Tre tappe opponibili a breve termine
Secondo il comunicato della Commissione europea (IP/26/1102), la presentazione pubblica del veicolo è programmata il 3 giugno 2026, in occasione dell'EIC Summit, e i primi investimenti del fondo devono intervenire nell'autunno 2026, senza calendario di dispiegamento più preciso comunicato a questo stadio. Il pacchetto sovranità tecnologica CADA/Chips Act 2, già posticipato due volte, è annunciato per il 27 maggio 2026, ovvero il giorno immediatamente successivo alla designazione di EQT e una settimana prima dell'EIC Summit del 3 giugno. La sequenza ristretta dà al soggetto una finestra pubblica di circa otto giorni tra l'annuncio del gestore e la prima presentazione istituzionale del fondo.

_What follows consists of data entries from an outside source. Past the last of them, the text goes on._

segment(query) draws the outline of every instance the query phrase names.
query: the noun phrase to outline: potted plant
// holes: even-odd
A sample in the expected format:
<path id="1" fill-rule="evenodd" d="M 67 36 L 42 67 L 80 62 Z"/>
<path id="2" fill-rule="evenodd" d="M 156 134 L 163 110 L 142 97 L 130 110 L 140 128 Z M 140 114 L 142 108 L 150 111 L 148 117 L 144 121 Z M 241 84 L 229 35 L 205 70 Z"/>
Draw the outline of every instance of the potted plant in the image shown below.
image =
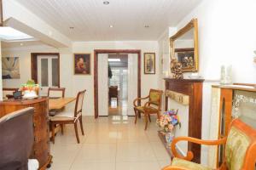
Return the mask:
<path id="1" fill-rule="evenodd" d="M 20 90 L 23 93 L 23 98 L 32 99 L 38 97 L 39 84 L 36 84 L 33 80 L 28 80 L 26 83 L 21 84 Z"/>

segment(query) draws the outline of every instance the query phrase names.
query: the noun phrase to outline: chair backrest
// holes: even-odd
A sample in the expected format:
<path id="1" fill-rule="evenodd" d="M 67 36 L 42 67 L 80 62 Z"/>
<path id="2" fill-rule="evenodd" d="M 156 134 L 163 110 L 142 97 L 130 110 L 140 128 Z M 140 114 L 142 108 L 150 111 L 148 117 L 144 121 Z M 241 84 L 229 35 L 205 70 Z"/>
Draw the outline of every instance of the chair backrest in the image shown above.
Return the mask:
<path id="1" fill-rule="evenodd" d="M 83 103 L 84 103 L 84 97 L 86 90 L 83 90 L 79 92 L 76 99 L 76 105 L 74 110 L 74 116 L 76 117 L 78 114 L 82 114 L 83 110 Z"/>
<path id="2" fill-rule="evenodd" d="M 256 129 L 235 119 L 225 144 L 224 162 L 228 169 L 254 169 L 256 163 Z"/>
<path id="3" fill-rule="evenodd" d="M 48 88 L 49 98 L 64 98 L 65 88 Z"/>
<path id="4" fill-rule="evenodd" d="M 33 113 L 30 107 L 0 118 L 0 169 L 27 169 L 34 141 Z"/>
<path id="5" fill-rule="evenodd" d="M 162 103 L 162 90 L 150 89 L 149 103 L 160 107 Z"/>
<path id="6" fill-rule="evenodd" d="M 15 92 L 17 92 L 19 88 L 3 88 L 3 97 L 9 98 L 9 96 L 13 96 Z"/>
<path id="7" fill-rule="evenodd" d="M 118 96 L 118 86 L 110 86 L 108 94 L 112 97 Z"/>

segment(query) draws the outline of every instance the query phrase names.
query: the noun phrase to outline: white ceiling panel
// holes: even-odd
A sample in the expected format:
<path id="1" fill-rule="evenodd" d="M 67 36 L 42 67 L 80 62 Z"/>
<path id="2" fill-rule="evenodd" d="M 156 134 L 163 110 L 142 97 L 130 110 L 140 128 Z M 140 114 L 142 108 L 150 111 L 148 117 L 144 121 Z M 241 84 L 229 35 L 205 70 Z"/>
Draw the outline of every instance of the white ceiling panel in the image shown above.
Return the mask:
<path id="1" fill-rule="evenodd" d="M 73 41 L 156 40 L 201 1 L 17 0 Z"/>

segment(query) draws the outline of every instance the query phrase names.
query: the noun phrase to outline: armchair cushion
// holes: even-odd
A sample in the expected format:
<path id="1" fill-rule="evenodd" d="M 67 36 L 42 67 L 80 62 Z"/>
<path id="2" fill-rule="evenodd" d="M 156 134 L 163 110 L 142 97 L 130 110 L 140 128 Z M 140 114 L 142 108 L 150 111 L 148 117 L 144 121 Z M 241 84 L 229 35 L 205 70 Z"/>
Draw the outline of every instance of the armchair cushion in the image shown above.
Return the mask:
<path id="1" fill-rule="evenodd" d="M 161 94 L 159 92 L 150 92 L 149 101 L 154 105 L 159 105 L 160 96 Z"/>
<path id="2" fill-rule="evenodd" d="M 226 163 L 229 169 L 241 168 L 250 143 L 250 139 L 243 132 L 236 127 L 230 128 L 225 149 Z"/>
<path id="3" fill-rule="evenodd" d="M 172 166 L 185 167 L 190 170 L 212 170 L 211 168 L 203 167 L 201 164 L 194 163 L 193 162 L 188 162 L 177 157 L 173 158 Z"/>

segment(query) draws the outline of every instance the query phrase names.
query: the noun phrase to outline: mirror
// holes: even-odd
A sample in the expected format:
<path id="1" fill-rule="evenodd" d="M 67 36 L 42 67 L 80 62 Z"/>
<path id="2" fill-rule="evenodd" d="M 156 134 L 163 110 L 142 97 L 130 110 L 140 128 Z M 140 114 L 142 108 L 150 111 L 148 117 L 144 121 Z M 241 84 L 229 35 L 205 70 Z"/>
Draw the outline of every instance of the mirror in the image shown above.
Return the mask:
<path id="1" fill-rule="evenodd" d="M 170 38 L 171 59 L 177 59 L 182 64 L 183 72 L 198 71 L 197 19 Z"/>

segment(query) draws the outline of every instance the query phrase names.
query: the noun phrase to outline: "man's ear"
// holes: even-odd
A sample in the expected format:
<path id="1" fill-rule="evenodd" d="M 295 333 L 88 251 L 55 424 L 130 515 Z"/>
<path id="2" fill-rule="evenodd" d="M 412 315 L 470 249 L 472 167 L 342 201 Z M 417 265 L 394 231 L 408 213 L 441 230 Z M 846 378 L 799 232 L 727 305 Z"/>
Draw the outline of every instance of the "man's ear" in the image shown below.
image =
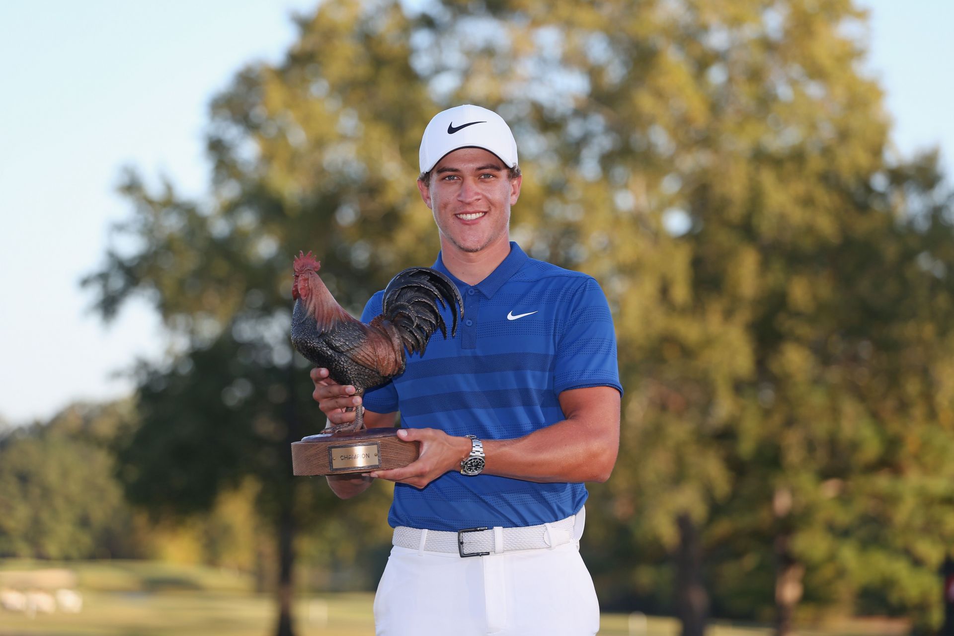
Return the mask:
<path id="1" fill-rule="evenodd" d="M 521 174 L 515 179 L 510 179 L 510 205 L 515 204 L 517 202 L 517 199 L 520 198 L 520 186 L 523 185 L 523 182 L 524 182 L 523 174 Z"/>
<path id="2" fill-rule="evenodd" d="M 425 184 L 421 179 L 418 179 L 418 191 L 421 193 L 421 198 L 424 199 L 424 204 L 427 206 L 428 210 L 433 210 L 430 207 L 430 186 Z"/>

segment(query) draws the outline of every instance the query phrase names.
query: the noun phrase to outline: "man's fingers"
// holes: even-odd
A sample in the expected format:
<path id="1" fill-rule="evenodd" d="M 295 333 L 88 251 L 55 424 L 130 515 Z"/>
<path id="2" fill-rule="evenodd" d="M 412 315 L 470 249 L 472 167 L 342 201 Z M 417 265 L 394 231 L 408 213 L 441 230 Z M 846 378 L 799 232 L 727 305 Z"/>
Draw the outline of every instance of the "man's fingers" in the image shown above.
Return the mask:
<path id="1" fill-rule="evenodd" d="M 316 384 L 311 397 L 317 401 L 321 401 L 323 400 L 332 400 L 335 398 L 346 398 L 348 396 L 354 396 L 354 394 L 355 387 L 350 384 Z M 349 404 L 349 406 L 353 404 Z"/>
<path id="2" fill-rule="evenodd" d="M 319 400 L 320 406 L 322 411 L 330 411 L 333 409 L 345 409 L 354 408 L 361 404 L 361 398 L 358 396 L 347 396 L 344 398 L 329 398 L 327 400 Z"/>
<path id="3" fill-rule="evenodd" d="M 420 470 L 420 462 L 412 462 L 406 466 L 402 466 L 401 468 L 391 468 L 390 470 L 376 470 L 371 473 L 371 477 L 380 480 L 389 480 L 391 482 L 400 482 L 401 480 L 406 480 L 412 477 L 418 477 L 423 475 L 426 471 Z"/>
<path id="4" fill-rule="evenodd" d="M 328 421 L 333 424 L 346 424 L 355 421 L 355 416 L 357 415 L 354 411 L 342 411 L 341 409 L 336 409 L 330 413 L 322 410 L 325 416 L 328 418 Z"/>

L'occhio ActuIA: Il paradosso merita di essere nominato. La Francia ha passato sei anni a costruire l'iniziativa Tibi, che ha impegnato oltre 15 miliardi di euro di capitale istituzionale francese verso la tecnologia, e sta già preparando Tibi 3 con un'ambizione esplicitamente paneuropea per il 2027-2030, come dettaglia Sifted in aprile 2025. Nel momento in cui Bruxelles assembla il primo veicolo da 5 miliardi di euro allineato alla diagnosi Draghi - 5% del capitale di rischio mondiale raccolto nell'UE contro il 52% negli Stati Uniti, rapporto di settembre 2024 - non un solo LP francese è al tavolo fondatore. Né AXA, né Crédit Agricole Assurances, né la CDC, né Bpifrance. L'analisi del Jacques Delors Centre indicava già nel montaggio il rischio di un fondo che finanziasse obiettivi senza co-costruire la governance con gli ecosistemi nazionali. Per i DAF di scale-up Serie B-C francesi: il capitale rimane accessibile, ma l'arbitraggio settoriale si giocherà d'ora in poi a Stoccolma. Sorvegliare al 3 giugno se la presentazione EIC annuncia un comitato consultivo nazionale, senza di esso, Tibi 3 dovrà costruire il suo ancoraggio europeo senza rendita di anteriorità.